Сделав испуганное лицо, Йорм выставил вперед руки и отшатнулся назад, чуть не упал и ухватился за первое, что попалось - руку сидевшей рядом Уит-Уис. Рука краснокожей женщины под задравшимся рукавом ее странного наряда оказалась чистой и гладкой, совсем без волос. Это открытие так поразило Йорма, что он прищелкнул языком от удивления. С ранней юности ему нравилось внимание красивых женщин, и редко какая из них могла избежать скоротечных ласк ветреного конунгова воспитанника. Вот и теперь он так удивился, что забыл о своих недавних намерениях и во всеуслышание воскликнул:

- А в этих краснокожих красотках что-то есть, теперь я понимаю тебя, братец Стирбьерн! Скажи-ка, а у нее везде такая гладкая кожа? Надо было тебе привезти еще несколько, на пробу. Или, может, поделишься?

На этот раз Стирбьерн обернулся к нему с таким лицом, что отпрянул прочь не только Йорм, но и все, кто сидел рядом. Он вскочил на ноги, едва не касаясь головой потолка, и прорычал, сжимая кулаки:

- Смолкни, мерзкий червь, сеющий одни раздоры! Скажи спасибо, что ты воспитанник моего дяди, не то я свернул бы тебе шею! Но я еще сделаю это, если ты скажешь хоть слово о моей жене!

Он грозно замахнулся, и Йорм спасся лишь чудом, нырнув под ноги пирующим и прокатившись клубком, так что выбрался на противоположной стороне, среди внебрачных сыновей конунга. Там, на должном расстоянии от Стирбьерна, Йорм опять принялся за свое любимое дело - доводить окружающих до белого каления. Выбравшись из-под длинных досок, он как бы случайно оперся о плечо одного из них, Хаука, и прошептал ему на ухо:

- Что ты не весел сегодня, Хаук? И пива в твоей чаше почти не убавилось... Отчего так мало пьешь?
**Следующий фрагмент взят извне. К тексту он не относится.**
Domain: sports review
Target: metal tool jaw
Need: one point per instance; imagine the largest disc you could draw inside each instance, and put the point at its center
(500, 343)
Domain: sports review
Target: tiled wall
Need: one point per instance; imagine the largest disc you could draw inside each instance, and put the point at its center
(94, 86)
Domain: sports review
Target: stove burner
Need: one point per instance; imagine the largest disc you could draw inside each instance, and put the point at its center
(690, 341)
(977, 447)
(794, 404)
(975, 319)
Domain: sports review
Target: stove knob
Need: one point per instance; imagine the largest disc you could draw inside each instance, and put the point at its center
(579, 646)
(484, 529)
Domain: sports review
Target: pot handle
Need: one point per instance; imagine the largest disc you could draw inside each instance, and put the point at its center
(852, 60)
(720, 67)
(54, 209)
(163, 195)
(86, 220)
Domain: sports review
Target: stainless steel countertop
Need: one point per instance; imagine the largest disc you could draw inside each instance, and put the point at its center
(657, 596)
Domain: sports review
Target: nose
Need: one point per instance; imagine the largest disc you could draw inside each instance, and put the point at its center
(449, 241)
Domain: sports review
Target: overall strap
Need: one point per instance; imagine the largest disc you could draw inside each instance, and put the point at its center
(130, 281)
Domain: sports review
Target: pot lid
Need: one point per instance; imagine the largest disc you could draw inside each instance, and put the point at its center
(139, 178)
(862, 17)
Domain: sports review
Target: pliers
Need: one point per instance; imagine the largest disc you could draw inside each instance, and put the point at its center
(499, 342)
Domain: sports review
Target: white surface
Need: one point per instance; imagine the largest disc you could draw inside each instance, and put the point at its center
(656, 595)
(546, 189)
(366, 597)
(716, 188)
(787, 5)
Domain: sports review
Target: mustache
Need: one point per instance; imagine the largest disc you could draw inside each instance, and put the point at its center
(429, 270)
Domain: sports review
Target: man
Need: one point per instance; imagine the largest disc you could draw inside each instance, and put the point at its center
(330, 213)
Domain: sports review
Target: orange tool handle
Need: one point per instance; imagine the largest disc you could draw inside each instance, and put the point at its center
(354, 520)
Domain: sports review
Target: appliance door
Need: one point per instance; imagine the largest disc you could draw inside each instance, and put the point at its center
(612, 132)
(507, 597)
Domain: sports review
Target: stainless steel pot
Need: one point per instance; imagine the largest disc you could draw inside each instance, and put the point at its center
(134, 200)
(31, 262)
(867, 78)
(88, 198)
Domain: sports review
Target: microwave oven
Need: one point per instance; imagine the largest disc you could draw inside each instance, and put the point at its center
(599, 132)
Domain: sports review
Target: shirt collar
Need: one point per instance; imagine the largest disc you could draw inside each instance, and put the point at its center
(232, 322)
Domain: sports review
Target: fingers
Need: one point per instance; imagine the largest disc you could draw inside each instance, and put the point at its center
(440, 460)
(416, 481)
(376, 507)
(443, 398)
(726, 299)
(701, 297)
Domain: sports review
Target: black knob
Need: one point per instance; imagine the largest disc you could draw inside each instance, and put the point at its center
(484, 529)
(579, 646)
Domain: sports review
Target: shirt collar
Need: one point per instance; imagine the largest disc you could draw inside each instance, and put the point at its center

А, понимаю: тебе хотелось бы сидеть в той стороне, рядом с твоим отцом, верно? И чтобы белокурая Герда наливала тебе чашу, как теперь наливает ее Хельги, своему мужу? - последние слова он произнес с особым значением.

По лицу несчастного Хаука пробежала судорога, он опустил голову, как бы пытаясь закрыться от обратившихся к нему взоров, и оттолкнул Йорма локтем:

- Замолчи! Это не твое дело, ты, болтливая собака с сердцем лиса!

Но разве Йорма этим заставить замолчать! Любой другой в Земле Фьордов был бы оскорблен, назови его "лисьим сердцем", но воспитаннику конунга Харальда, кажется, было бы все равно, даже обрати против него "непроизносимые речи", страшнейшее проклятье, делающее человека отверженным, не принадлежащим больше к человеческому роду. С той же лукавой усмешкой он оглядел сидевших рядом незаконных братьев, старательно не желающих реагировать на него. В детстве, да и позже, Йорму нередко попадало от них за длинный язык, но это ничему его не научило.